With its high fees and urgent demand, the health care industry is ripe for fintech-driven disruption. Lowering medical expenses isn’t easy when hospitals spend $11.9 million on surgical equipment alone, but fintech provides an answer. Moreover, these services let patients understand their bills more easily, restructure their insurance payments, find lower prices and more.

Medical billing is complicated, so startups can see impressive adoption rates by making it easier for consumers to manage. Likewise, apps that provide more insight and advice into lowering these expenses can help decrease historically high rates of medical debt.

4. Insurance

Fintech’s role in the insurance industry has seen rapid growth recently. Like medical apps, insurtech services let customers compare rates, look for ways to lower their premiums or offer cheaper, more customizable alternatives. Some even enable P2P lending as a basis for insurance.

These services may be relatively new, but they’re poised to disrupt the industry. Insurtech startups received more than $2.2 billion in funding in the first half of 2019, almost as much as all of 2018.

disrupting insurance

5. Lending

Likewise, another industry fintech is disrupting by making it more accessible is lending. Vehicle loans, payday loans and other types of B2C lending have historically had high barriers to entry and even predatory practices. Fintech alternatives improve transparency and remove traditional barriers to access.

Many fintech lending platforms use data analytics to determine creditworthiness from multiple factors, not just credit history. Some offer P2P loan services, carrying even lower fees and making them more accessible. These services could replace traditional models, as they meet the needs of people who need loans the most.

6. Financial Management

Fintech is also replacing traditional services in the financial management sector. In an industry that aims to help people save money, its transparency and ease of use are a natural fit. Like in other sectors, these alternatives typically carry lower or no fees, making them more accessible.

Some apps offer suggestions through AI trained on billions of transactions, providing accurate, quick and personalized assistance. Moreover, these algorithms will improve as they gain more data, eventually surpassing humans’ ability to predict potential outcomes. Traditional wealth management services can’t match that advantage.

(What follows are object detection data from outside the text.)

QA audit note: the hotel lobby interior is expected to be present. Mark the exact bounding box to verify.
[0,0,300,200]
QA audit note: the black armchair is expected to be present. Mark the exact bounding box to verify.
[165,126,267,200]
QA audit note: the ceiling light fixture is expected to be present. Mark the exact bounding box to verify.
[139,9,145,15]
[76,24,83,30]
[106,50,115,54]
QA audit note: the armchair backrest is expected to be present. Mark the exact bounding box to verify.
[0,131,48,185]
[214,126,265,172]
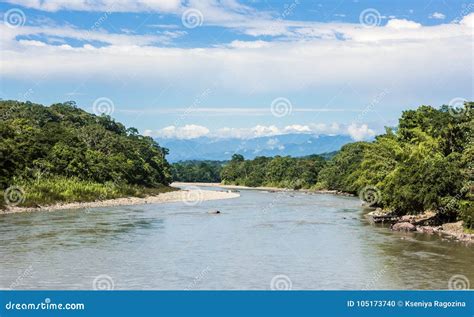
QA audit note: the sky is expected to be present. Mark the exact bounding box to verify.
[0,0,474,140]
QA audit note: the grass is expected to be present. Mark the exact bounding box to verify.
[0,177,176,209]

7. Legal and Regulatory Work

Regulatory and legal work is another industry with considerable disrupting potential for fintech. Many companies come with stringent regulatory concerns that can carry massive costs for noncompliance. Regulatory fintech can help manage these considerations.

Regtech tools can identify potential threats to a company’s compliance earlier than a human expert, enabling faster reactions. Companies can then ensure they stay compliant with every change, avoiding related damages. These services’ speed and ease of use will become indispensable as some industry regulations grow increasingly complex.

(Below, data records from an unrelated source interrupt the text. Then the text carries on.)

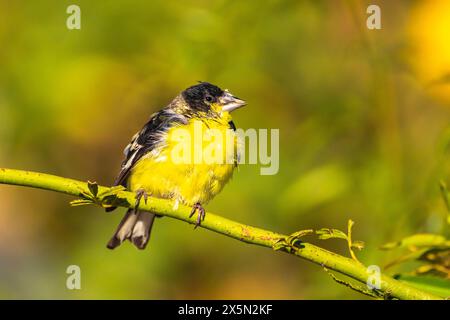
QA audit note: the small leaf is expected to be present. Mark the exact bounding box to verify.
[316,228,347,240]
[352,241,364,251]
[70,199,94,207]
[380,233,450,250]
[272,238,286,251]
[286,229,314,246]
[396,275,450,298]
[88,181,98,197]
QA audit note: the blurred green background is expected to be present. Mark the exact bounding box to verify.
[0,0,450,299]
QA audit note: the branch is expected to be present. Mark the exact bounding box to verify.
[0,168,442,300]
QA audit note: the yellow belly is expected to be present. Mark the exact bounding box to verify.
[128,118,236,205]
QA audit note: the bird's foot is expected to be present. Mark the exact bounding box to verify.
[134,188,149,212]
[189,202,206,229]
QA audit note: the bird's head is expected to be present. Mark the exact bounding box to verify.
[181,82,245,114]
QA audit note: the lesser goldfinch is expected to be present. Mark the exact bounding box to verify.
[107,82,245,249]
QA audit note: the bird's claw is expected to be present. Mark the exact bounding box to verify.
[189,202,206,229]
[134,188,148,212]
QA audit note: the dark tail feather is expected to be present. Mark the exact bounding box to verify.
[107,209,155,249]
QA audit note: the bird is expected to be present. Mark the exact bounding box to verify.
[106,82,246,249]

Fintech’s Potential Is Boundless

This list is far from exhaustive. Fintech could disrupt virtually every industry, as all sectors carry unique financial considerations and obstacles. The accessibility, affordability, convenience and visibility of fintech can apply to countless operations.

These seven industries are among those seeing the most disruption from fintech services. As more users and companies become aware of these benefits, this technology will reshape entire sectors for the better.